Eventually the movie arrives at vague platitudes that can at best be described, to quote Jack Black in “High Fidelity,” as sentimental tacky crap, and are beyond disingenuous after the physical and emotional damage that has been wrought mere seconds before. There is a hot sauce called Satan’s Heinie and no awareness at all that these Midwesterners should be saying pop, not soda. There is an undercurrent of privilege, of people believing they deserve success while simultaneously proving that they don’t, capped off by the offensive notion of a magic solution to financial woes.
But maybe even worse than the flailing, broke couple set on fire and subjected to tacks and Legos and other forms of adolescent and adult torture, is the scene in which Max goes to a toy drive at a church, where items are being collected for children in need, and says, “Well, I’m definitely a child in need.” When told the toys are for kids who are less fortunate, he says, “I thought it was too good to be true,” only for Pam and Jeff’s son to eventually tell Max “Sounds like you deserve this [expensive water gun] as much as anybody.” Then a woman at the church takes the item from Max, thanking him for the donation, and he doesn’t correct her. But then she gives him the gun back when she mistakenly thinks his parents died two days ago.

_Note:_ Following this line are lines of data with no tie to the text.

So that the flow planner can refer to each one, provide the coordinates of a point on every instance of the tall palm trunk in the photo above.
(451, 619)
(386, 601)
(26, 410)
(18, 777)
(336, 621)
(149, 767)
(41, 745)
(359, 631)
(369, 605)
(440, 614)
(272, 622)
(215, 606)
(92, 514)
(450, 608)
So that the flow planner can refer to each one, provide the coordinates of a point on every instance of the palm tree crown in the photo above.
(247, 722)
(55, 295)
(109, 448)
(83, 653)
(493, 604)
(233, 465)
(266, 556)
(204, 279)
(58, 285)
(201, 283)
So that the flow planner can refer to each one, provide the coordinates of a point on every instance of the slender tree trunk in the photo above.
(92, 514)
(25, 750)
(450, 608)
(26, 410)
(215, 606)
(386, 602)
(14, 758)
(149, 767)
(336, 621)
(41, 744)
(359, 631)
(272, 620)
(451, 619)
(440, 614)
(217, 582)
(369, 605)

It’s all a lead-up to when, having converted his house into an amateur battlefield with chilling success and detail, Max, powered by that hysterical misunderstanding about kidnapping and the super-soaker in his hands, holds the toy like a bloodthirsty ex-President and declares, “Locked and loaded.” Fittingly, “Home Sweet Home Alone” is like trying to capitalize on name recognition and winding up at Four Seasons Total Landscaping, but much, much less funny.